Price signals (sent through a carbon tax or cap-and-trade system) are necessary to get industry and consumers to invest in the deployment of existing carbon-neutral or low-carbon technologies in the near term. This is the so-called “low-hanging fruit” that Energy Secretary Steven Chu talks about. As detailed in a new National Academy of Sciences (NAS) report, such near-term clean-up runs from replacing incandescent lights and improved building efficiency to improved fuels and motors in the transportation sector to improved energy distribution systems and wider use of solar and wind energy. Accelerated deployment of such technologies could reduce energy use by 15 percent by 2020 relative to a “business-as-usual” reference projection, according to the NAS. And the way to get those gains is through carbon pricing. Such pricing, whether delivered by direct taxes or through a cap-and-trade system such as the Senate will now contemplate, will boost the demand for clean energy and products and place a premium on such solutions all across the private sector.
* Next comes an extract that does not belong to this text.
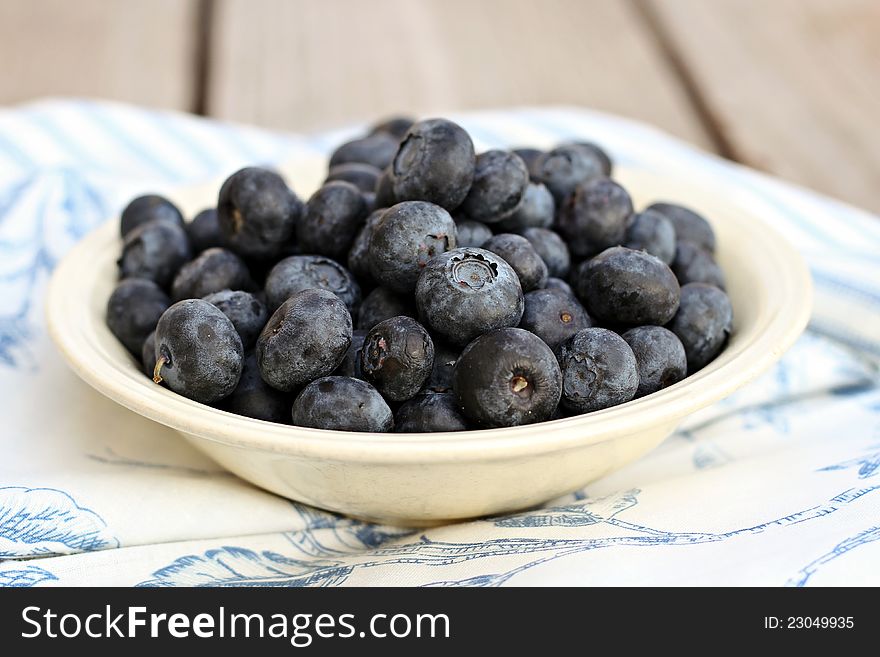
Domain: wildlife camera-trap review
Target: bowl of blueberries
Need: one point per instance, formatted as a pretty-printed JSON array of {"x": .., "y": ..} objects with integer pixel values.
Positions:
[{"x": 434, "y": 333}]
But pricing can’t do everything. As it happens, we don’t have all the technologies we need to secure the 80-percent greenhouse-gas emissions cuts necessary by mid-century, as the Metro Program argued in a report earlier this year. Instead, radical scientific and technological breakthroughs and their commercialization will be essential. And yet, persistent “market failures” dissuade firms in the energy sector from conducting the R&D needed to secure those breakthroughs since they are frequently unable to capture all of the associated benefits—for example, if other firms are able to quickly copy and profit from the new technology. All of which means that it won’t be enough to simply set a price on carbon and expect the rapid development of the needed next generations of clean technologies. Instead, government support of early-stage R&D will be essential--starting now--to support the more revolutionary reinvention that industry needs but won’t achieve on its own.
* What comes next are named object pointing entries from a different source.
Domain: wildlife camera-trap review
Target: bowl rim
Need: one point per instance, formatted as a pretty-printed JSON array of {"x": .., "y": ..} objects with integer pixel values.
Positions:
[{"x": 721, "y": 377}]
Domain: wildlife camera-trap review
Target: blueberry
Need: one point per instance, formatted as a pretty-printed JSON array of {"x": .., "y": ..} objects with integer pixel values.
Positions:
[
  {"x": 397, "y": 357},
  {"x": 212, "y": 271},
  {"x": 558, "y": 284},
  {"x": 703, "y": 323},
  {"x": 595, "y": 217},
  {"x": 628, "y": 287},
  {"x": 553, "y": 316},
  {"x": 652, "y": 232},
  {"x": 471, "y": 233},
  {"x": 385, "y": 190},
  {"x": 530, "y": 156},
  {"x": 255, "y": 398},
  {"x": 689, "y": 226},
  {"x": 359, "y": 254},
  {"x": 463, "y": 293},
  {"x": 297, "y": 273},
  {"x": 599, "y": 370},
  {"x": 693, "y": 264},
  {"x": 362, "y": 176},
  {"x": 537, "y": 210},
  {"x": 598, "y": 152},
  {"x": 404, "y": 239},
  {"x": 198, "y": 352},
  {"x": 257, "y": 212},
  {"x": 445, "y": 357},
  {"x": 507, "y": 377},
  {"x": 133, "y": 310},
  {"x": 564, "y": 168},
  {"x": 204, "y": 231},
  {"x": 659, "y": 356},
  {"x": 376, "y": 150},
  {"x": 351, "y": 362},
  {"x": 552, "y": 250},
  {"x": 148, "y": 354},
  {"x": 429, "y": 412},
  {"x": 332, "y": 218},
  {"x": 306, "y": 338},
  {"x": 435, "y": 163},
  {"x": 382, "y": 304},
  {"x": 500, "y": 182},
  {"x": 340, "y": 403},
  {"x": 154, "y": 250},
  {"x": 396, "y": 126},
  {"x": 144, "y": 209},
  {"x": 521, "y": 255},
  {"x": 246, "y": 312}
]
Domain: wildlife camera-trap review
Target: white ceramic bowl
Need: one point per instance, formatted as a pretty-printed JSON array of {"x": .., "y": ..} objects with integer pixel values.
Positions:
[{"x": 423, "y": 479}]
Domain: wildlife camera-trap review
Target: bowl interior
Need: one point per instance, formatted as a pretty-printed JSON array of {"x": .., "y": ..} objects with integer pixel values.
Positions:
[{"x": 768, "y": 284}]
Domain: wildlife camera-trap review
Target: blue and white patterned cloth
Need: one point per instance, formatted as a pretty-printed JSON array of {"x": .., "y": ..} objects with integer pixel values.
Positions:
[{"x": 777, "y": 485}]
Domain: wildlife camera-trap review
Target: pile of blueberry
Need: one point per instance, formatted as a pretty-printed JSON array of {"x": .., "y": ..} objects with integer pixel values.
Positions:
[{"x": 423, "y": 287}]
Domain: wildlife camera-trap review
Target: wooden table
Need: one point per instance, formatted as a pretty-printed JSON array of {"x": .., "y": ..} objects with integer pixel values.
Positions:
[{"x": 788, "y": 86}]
All of which points to the fundamental two-part challenge facing the Senate this fall. For the near term especially, lawmakers need to deliver a sound carbon-emissions cap and a cap-and-trade pricing scheme robust enough to get industry and consumers to accelerate the deployment of existing clean technologies. Yet to ensure longer-term progress, the senators also need to channel a significant share of any trading regime’s revenues to early-stage technology innovation and its commercialization. How much is enough? According to that Metro Program paper earlier this year, the nation needs to invest as much as $20 to $30 billion per year on energy R&D alone. By contrast, the House climate bill directs just $9 billion or so to R&D and deployment activities. Assuming the latter figure falls way short of the needed target, let’s figure the Senate needs to dedicate enough percentage points of its cap-and-trade system’s revenue to double or triple the House figure. That’s a heavy lift. But it’s worth it. With such a research and job-creation program in place, the nation and its transitioning metropolitan economies will finally have in place a solid base for achieving the long-term transformation of the U.S. energy system.